A Fresh & Healthy UI

mockup of methodology app.

As our devices bring delivery services and food together, how do we decide what’s appetizing? Many of the traditional cues of a restaurant or grocery store – the smells of cooking of the texture of fruits and vegetables – do not translate to screen interfaces. In leading this app concept redesign, we took the hypothesis that expressive, instagram-worthy images were the core of the experience, and that users should be able to ‘flip’ through meals the way you’d flip through a recipe box. This redesign is a testament to the idea that in a future where food is delivered, we must first eat with our eyes.

work for
  • Design Sprint
tl;dr
  • Redesign of a ready-to-eat meal delivery service, currently active in the Bay Area.
roles
  • Competitive landscape & strategy.
  • UI
  • Wireframe and flow.
  • Design system library.
  • Abstract library for collaboration and frontend development.
A clickable hifi mockup of the updated app.
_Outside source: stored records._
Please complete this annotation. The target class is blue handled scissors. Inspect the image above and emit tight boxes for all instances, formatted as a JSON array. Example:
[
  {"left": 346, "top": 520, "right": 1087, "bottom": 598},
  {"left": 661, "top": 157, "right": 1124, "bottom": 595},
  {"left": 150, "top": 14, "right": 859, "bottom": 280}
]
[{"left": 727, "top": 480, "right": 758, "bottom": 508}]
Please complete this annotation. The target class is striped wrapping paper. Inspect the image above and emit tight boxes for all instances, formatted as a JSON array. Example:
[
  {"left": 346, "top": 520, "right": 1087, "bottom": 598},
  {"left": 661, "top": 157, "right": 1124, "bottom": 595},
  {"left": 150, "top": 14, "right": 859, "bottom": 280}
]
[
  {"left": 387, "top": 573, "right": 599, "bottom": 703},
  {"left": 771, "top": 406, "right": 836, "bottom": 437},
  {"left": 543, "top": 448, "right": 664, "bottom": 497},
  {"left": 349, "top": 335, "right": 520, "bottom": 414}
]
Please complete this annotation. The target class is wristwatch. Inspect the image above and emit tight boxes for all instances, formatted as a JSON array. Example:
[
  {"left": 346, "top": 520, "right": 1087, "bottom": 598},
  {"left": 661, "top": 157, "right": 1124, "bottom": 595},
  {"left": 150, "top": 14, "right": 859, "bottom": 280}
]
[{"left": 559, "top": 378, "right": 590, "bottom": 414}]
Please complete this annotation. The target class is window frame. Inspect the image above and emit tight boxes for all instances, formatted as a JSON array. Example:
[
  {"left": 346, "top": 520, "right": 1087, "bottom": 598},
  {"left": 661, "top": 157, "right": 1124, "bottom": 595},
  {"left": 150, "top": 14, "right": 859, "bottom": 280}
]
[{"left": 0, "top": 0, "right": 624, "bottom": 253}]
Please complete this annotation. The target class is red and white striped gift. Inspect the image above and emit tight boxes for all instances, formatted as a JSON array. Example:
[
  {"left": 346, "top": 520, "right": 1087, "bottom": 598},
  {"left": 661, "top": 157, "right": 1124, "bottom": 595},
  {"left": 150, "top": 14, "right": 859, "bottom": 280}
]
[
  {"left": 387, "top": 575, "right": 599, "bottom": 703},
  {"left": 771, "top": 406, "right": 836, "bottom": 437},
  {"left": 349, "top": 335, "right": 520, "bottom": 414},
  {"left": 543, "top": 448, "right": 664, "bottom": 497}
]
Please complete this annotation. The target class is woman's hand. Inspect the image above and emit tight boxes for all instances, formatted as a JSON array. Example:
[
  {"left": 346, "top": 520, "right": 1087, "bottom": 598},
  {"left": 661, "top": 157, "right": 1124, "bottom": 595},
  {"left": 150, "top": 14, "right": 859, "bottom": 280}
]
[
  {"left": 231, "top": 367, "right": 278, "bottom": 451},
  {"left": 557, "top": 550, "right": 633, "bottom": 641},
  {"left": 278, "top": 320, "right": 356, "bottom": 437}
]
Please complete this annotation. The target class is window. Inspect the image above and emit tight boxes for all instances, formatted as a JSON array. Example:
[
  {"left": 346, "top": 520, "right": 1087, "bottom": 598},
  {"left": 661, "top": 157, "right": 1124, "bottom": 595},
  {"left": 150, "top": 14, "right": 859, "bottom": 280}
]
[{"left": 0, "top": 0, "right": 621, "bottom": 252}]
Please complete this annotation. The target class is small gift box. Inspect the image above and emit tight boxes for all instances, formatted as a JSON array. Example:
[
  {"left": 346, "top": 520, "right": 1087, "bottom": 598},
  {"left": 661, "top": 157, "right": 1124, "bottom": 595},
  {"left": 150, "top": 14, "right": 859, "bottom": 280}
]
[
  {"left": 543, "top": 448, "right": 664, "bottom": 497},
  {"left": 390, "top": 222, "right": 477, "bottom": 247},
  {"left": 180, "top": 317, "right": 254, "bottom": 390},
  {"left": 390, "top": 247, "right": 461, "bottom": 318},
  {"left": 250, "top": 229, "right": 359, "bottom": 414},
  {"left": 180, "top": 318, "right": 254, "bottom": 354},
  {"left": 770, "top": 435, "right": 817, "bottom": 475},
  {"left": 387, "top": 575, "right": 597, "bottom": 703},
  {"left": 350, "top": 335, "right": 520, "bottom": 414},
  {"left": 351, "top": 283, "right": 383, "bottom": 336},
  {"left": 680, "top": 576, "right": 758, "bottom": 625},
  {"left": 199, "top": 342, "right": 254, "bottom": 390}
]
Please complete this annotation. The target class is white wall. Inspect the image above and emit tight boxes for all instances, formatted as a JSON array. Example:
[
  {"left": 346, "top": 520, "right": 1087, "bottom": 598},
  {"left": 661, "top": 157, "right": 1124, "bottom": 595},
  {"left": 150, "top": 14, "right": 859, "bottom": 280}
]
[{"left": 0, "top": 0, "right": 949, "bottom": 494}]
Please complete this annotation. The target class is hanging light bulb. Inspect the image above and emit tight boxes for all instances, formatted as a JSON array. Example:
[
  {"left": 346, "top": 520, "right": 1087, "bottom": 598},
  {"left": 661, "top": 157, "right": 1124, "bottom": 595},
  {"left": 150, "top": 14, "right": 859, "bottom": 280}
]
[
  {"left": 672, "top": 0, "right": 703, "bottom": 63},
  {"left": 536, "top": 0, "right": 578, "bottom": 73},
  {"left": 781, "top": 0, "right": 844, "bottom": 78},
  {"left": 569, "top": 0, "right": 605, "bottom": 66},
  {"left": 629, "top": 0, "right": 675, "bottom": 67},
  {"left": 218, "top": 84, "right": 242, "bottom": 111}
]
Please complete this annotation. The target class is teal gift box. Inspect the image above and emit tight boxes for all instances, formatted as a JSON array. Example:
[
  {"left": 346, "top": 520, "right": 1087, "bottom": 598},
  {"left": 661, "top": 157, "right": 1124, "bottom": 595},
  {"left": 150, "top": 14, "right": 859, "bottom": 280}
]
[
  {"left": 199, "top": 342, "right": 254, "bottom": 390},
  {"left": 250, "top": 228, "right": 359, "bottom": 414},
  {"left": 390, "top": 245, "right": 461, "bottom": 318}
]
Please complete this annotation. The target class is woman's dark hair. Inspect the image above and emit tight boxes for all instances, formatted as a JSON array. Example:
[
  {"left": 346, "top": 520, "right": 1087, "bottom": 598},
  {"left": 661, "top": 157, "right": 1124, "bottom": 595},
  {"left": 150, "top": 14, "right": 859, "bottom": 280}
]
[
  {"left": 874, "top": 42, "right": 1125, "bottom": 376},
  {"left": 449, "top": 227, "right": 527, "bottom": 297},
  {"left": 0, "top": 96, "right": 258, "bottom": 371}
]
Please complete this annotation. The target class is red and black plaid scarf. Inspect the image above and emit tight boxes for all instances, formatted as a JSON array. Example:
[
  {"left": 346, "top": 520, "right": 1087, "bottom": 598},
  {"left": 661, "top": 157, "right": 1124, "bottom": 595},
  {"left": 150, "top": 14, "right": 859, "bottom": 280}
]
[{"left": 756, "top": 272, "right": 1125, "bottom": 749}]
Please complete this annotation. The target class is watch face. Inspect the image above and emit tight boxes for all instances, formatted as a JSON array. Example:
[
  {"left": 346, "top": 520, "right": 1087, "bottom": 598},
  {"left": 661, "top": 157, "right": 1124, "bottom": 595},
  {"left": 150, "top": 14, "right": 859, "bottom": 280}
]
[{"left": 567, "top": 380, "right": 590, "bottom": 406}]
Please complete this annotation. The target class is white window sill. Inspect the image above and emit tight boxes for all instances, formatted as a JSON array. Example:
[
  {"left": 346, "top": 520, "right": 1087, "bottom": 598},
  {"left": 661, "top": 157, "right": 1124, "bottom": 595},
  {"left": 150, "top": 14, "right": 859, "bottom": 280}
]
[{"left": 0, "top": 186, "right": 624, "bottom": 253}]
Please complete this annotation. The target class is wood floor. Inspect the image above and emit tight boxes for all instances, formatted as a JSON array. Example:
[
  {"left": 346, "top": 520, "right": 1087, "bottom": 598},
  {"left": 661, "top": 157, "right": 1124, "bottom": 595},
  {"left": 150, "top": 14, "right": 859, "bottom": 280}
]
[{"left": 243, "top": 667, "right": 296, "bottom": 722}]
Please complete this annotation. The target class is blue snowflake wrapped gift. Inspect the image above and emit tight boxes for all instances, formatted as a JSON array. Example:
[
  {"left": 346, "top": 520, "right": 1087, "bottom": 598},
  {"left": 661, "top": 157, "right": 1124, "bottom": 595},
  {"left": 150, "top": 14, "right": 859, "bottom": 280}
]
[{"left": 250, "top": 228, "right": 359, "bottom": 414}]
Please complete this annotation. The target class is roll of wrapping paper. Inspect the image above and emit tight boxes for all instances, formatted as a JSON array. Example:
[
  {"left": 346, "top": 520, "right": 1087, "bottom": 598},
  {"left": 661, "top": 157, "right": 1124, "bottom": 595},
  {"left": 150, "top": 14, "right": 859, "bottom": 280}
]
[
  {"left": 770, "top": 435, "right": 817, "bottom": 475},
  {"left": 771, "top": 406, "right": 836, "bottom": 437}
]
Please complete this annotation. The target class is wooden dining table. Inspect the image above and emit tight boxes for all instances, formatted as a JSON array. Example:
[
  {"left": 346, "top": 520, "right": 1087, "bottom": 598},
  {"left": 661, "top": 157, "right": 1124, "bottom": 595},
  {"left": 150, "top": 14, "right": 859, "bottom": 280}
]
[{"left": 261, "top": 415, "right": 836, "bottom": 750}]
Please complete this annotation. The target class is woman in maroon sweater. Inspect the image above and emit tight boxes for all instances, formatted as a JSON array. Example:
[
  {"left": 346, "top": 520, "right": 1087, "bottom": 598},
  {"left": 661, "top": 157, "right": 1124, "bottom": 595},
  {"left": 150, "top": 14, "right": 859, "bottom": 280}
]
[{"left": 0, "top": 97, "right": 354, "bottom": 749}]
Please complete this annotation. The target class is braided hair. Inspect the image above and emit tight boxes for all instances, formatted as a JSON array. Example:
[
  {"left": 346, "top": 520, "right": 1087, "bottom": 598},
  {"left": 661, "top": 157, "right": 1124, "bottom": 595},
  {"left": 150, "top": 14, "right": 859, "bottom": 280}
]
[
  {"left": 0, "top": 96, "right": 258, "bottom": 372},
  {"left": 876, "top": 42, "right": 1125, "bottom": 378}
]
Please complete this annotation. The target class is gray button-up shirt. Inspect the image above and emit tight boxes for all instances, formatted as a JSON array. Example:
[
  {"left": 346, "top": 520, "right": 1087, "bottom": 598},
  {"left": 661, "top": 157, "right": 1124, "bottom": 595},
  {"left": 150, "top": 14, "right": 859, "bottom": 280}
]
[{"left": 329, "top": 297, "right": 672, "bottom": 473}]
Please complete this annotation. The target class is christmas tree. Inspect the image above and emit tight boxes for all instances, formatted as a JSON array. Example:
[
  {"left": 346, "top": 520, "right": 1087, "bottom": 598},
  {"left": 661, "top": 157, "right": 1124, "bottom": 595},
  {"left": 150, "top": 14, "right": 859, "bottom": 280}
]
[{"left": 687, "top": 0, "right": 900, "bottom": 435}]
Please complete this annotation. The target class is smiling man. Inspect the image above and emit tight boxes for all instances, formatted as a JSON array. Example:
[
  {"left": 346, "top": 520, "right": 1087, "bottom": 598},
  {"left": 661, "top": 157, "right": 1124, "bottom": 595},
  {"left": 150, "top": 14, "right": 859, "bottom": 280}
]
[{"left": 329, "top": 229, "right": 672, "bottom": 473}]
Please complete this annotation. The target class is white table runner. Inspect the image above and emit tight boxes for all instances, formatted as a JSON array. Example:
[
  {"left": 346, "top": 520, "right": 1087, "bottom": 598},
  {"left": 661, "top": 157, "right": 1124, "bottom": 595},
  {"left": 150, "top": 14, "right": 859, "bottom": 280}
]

This is the output at the end of the process.
A demonstration of various form-factors (web, mobile, tablet) and how the new design adapts to each.
Before beginning the product design, a series of persona's are developed to embody the user requirements. To create this persona, we made use of surveys and interviews of existing users. Personas such as this helped drive consistent, definitive insights about the user, such as the need to provide an informative interface while reducing barriers to order.
A teardown helps identify the current user flow and how many interactions are required to complete a task. In the standard ordering flow, five independent steps are required for a user to add a new item or to customize a menu.
A competitive landscape was carried out by testing other meal-delivery and grocery apps. Through observation, we identified a few features and trends, namely, the consensus around a three step ordering process, .
Tearing down each screen made it clear that hierarchies of objects, such as menus and meals, are ambiguous. From the home screen, it was impossible to differentiate 'locked in' menus that were scheduled for delivery from opportunities to add or edit menus.
Based on our persona and competitive analysis, we identified a hypothesis – if the ordering process was shorter and more visually intuitive, customers would show greater engagement in ordering food. While considering metrics for testing, we sketched out a new information architecture that would allow users to inspect items and customize their orders in 3 steps.
With the information architecture as a guide, we began a quick layout of the ideas that we wanted to embody - images for food, and large cards to help group menus, meals, and items into recognizable hierarchies. Paper sketching can be a good tool for quick ideation and to get feedback.
After quickly ideating with sketches, the next step is to craft low fidelity wireframes. Here, specific buttons and interactions are specified, and text, button, and image placement begin to take form. The wireframe can be quickly mocked into an interactive, allowing for user testing and feedback.
We were pleased to deliver a comprehensive redesign for iOS that produced an appealing, accessible interface with greater contrast cues and visuals that highlighted the quality of the meals.